The 2100-year-old Antikythera Wreck was named after the small island near where it was found by sponge fishermen in 1900.

It is best-known for revealing the mysterious mechanism dubbed the world’s oldest computer, but early dives also revealed fragments broken away from lifesize human statues, including one dubbed the "Antikythera Youth", which was reconstructed in the 1950s.

Analysis suggested that other fragments had broken away from at least six complete statues.

Excavating the wreck at a depth of 50m for two weeks in September, the dive-team was led by Alexandros Sotiriou for the Greek Ephorate of Underwater Antiquities and Lund University.

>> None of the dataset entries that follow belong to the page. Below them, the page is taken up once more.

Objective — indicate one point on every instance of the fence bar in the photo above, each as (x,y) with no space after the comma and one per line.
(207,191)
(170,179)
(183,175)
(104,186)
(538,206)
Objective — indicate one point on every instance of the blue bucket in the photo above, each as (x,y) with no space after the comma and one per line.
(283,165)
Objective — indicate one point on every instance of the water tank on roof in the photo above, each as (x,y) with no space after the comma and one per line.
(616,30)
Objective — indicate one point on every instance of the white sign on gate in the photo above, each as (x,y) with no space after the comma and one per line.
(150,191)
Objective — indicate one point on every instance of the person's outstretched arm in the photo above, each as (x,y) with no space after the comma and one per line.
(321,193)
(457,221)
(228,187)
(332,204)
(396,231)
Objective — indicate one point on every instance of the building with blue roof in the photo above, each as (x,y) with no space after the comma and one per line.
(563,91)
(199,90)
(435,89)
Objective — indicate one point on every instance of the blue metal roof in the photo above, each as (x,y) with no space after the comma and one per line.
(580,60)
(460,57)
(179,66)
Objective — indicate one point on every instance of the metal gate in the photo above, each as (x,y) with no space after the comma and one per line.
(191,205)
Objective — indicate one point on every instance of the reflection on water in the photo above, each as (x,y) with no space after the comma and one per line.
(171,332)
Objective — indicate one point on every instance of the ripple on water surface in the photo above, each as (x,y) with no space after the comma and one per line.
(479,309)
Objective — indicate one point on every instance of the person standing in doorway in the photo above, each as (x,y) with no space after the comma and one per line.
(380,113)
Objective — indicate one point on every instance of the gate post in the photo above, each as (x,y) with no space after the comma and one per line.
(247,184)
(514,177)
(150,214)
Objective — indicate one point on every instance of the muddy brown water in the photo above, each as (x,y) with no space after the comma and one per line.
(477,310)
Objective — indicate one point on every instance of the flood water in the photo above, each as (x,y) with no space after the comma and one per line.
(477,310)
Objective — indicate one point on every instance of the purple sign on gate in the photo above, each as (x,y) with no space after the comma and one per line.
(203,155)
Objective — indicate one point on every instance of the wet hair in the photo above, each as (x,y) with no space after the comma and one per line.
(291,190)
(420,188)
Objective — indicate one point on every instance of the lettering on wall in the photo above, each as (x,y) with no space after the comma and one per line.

New discoveries included a sarcophagus lid, a bronze disc of unknown purpose inscribed with the image of a bull and, most significantly, a life-sized human arm from what would be a seventh bronze statue.

The divers also found human bones and timber planking.

The artefacts and others were found in a previously unexplored section of the site, concealed under boulders that had shifted with seismic movement over time. Metal-detecting equipment suggested that the bronze statues could be concealed in the area.

Fewer than 200 bronze statues from ancient Greece have survived, because over the years many were melted down for the value of the alloy.

The next in the series of diving expeditions that have been carried out since 2014 is scheduled for next May, and will include exploring the vessel’s cargo hold.